La centralidad del debate traído a colación en la urdimbre de la sentencia, coloca en tensión dos prerrogativas. Una en cabeza del Estado, e inherente al ejercicio de las atribuciones que la ley le confiere para combatir aquellas acciones disvaliosas para el conjunto de la sociedad. Frente a la otra; en cabeza del ciudadano, con derecho a preservar sus acciones privadas (no agresivas hacia los terceros), de injerencias arbitrarias.
Lógicamente que en el medio, queda patente el camino para que la sociedad se de una vez por todas, un serio debate sobre sus grupos de riesgo, reducción del daño en el uso de estupefacientes, asistencia a los adictos, programas de recuperación serios y subvencionados por el Estado de manera integral, etc.
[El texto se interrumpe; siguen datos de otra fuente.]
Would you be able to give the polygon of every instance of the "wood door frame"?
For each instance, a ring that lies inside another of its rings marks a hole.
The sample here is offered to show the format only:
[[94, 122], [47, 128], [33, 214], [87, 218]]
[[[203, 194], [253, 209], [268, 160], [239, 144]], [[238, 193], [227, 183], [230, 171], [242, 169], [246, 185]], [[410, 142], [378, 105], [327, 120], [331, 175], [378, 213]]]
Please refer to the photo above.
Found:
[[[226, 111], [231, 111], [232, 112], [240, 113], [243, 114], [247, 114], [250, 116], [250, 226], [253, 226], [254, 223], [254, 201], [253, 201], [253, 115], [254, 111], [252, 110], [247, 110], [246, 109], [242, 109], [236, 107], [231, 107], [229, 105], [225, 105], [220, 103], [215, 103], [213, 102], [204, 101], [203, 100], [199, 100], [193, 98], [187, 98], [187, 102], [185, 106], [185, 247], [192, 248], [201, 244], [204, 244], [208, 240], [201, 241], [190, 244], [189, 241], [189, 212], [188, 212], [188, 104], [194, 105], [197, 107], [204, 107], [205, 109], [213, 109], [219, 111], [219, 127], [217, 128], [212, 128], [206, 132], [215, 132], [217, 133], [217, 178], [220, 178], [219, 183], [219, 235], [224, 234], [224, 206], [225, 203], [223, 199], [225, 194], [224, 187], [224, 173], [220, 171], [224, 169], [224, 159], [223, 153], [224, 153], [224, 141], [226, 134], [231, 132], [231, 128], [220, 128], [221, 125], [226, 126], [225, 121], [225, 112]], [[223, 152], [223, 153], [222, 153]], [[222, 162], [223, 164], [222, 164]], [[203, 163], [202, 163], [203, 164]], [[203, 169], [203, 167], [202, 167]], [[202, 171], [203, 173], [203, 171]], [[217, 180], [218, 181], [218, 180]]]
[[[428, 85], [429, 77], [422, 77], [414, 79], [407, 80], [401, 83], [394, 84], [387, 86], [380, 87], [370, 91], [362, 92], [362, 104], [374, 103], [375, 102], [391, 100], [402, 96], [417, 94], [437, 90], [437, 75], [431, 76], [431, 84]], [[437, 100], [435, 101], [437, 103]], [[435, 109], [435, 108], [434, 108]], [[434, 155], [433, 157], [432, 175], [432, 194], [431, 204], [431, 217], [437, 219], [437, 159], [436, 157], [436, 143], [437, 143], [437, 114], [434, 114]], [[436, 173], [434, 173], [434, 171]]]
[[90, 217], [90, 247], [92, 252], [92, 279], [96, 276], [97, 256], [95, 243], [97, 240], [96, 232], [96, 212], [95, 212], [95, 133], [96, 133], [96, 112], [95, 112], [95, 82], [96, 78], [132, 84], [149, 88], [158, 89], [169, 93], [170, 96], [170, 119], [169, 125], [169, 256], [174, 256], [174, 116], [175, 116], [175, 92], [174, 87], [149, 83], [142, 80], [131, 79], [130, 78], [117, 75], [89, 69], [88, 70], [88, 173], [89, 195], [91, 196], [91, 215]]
La tan mentada decisión jurisdiccional emitida por la Corte, no sólo consigue el efecto de despenalizar; sino que debe potenciar un férreo debate sobre los alcances de esta problemática y la forma de combatirla, sin estigmatizaciones, ni persecuciones de ninguna especie.
Con menos frases de ocasión, y más política pública. Con la condena a los emporios del negocio del narcotráfico, y apuntando a la desarticulación de los intereses oscuros que rigen al mundo de la droga, y que a veces son funcionales a los dominares de turno… a los multiplicadores de la miseria.